A lo largo el año hemos venido viviendo y celebrando: el tiempo de espera del Redentor (Adviento); el nacimiento del señor (Navidad); su camino de preparación hacia la Pascua (Cuaresma); su Pasión, Resurrección y Glorificación (Semana Santa, Pascua, Ascensión, Pentecostés). Hoy terminamos el Año Litúrgico celebrando a Cristo «Señor y Rey del universo». No se trata de ninguna «forma política de gobierno», sino del Reino de Dios instaurado por Jesús y al que le da plenitud: que habita en nosotros, a pesar de que «no es de este mundo». A Jesús tenemos que bajarlo de todos los tronos para dejarlo solamente en la Cruz y en la Resurrección a una Vida Nueva.

LECTURAS:

Daniel 7, 13-14: «Su reino no acabará»

Salmo 93(92): «El Señor reina, vestido de majestad»

Apocalipsis 1, 5-8: «A Jesucristo, el Testigo fiel, la gloria y el poder por los siglos de los siglos»

San Juan 18. 33-37: «Tú lo dices: Soy rey»

No es de este mundo

Afirmar que «el reino de Cristo no es de aquí» es decir que sus características son la verdad, el servicio y el amor. Si la Iglesia quiere visibilizar la realeza de Cristo lo tendrá que hacer de esta manera. Celebrar a Cristo Rey es traer a la vida su acción salvadora. El es un rey muy distinto de como son los reyes humanos: su palacio es el universo, su poder es el amor, sus súbditos son todos los hombres y mujeres de la historia por quienes se ha entregado hasta la muerte. Su Reino abarca todo lo creado. La muerte no lo amenaza pues al resucitar entró encarnado en la vida de Dios que es eterna.
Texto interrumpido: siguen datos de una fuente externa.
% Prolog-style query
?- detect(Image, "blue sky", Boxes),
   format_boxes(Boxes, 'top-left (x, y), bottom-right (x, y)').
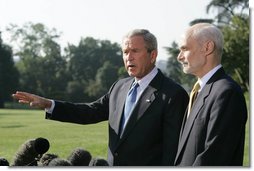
top-left (0, 0), bottom-right (216, 59)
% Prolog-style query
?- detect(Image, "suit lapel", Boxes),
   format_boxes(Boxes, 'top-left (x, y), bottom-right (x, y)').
top-left (119, 71), bottom-right (164, 144)
top-left (112, 78), bottom-right (134, 134)
top-left (176, 68), bottom-right (225, 164)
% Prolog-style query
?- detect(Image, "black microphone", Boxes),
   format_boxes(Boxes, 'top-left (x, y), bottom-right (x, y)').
top-left (89, 158), bottom-right (109, 166)
top-left (38, 153), bottom-right (58, 166)
top-left (12, 138), bottom-right (49, 166)
top-left (34, 137), bottom-right (50, 156)
top-left (0, 157), bottom-right (10, 166)
top-left (48, 158), bottom-right (72, 166)
top-left (67, 148), bottom-right (92, 166)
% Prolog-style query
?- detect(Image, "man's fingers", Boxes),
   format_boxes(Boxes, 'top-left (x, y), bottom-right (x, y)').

Nos servimos de la imagen del Rey para expresar su ser divino al servicio del hombre. Ese Rey es el que lava los pies de los discípulos, el que acoge a los pequeños, el que sirve a los enfermos, el que ama a los pobres habiendo compartido con ellos la vida y su trabajo. La fuerza de su acción está en ese contraste entre el poder que le asiste como a Dios y la humildad de que se reviste como hombre, obediente hasta la muerte y muerte de cruz. Durante mucho tiempo la fiesta de Cristo Rey ha estado cargada de acentos triunfalistas. La realeza de Cristo se ha pretendido visibilizar en el mundo y en la Iglesia por la pompa, el poder. Sin embargo estas características son las propias de los reinos de aquí abajo. Abandonar los triunfalismos exige como primer paso el reconocimiento de que somos pecadores. Y lo somos porque hemos colocado realidades que no son Cristo, en su lugar. Y por ello hemos prostituido nuestras relaciones con Dios. Pero Dios siempre perdona a quien se reconoce pecador. La Palabra de Dios nos dice que Cristo es el Señor. Que únicamente esto, asegura la libertad, la convivencia, la construcción de un mundo de verdad, de justicia, de amor y de paz.

Jesús Rey mártir

«He venido para dar testimonio de la verdad», dice Jesús, usando un término muy fuerte, que contiene en sí el significado de martirio, en griego (marturh,sw = «martyreso», es decir, testimoniar: es lo que hace el mártir por le FE). El testigo es un mártir, el que afirma con la vida, con la sangre, con todo lo que es y lo que tiene, la verdad en la cree. Jesús atestigua la verdad, que es la Palabra del Padre («Tu Palabra es verdad»:  y por esta Palabra Él da la vida. Vida por vida, Palabra por Palabra, amor por amor. Jesús es «el Amén, el Testigo fiel y veraz, el Principio de la creación de Dios»; en Él existe sólo el Sí, por siempre y desde siempre y en este Sí, nos ofrece toda la verdad del Padre, de sí mismo, del Espíritu y en esta verdad, en esta luz, Él hace de nosotros su reino.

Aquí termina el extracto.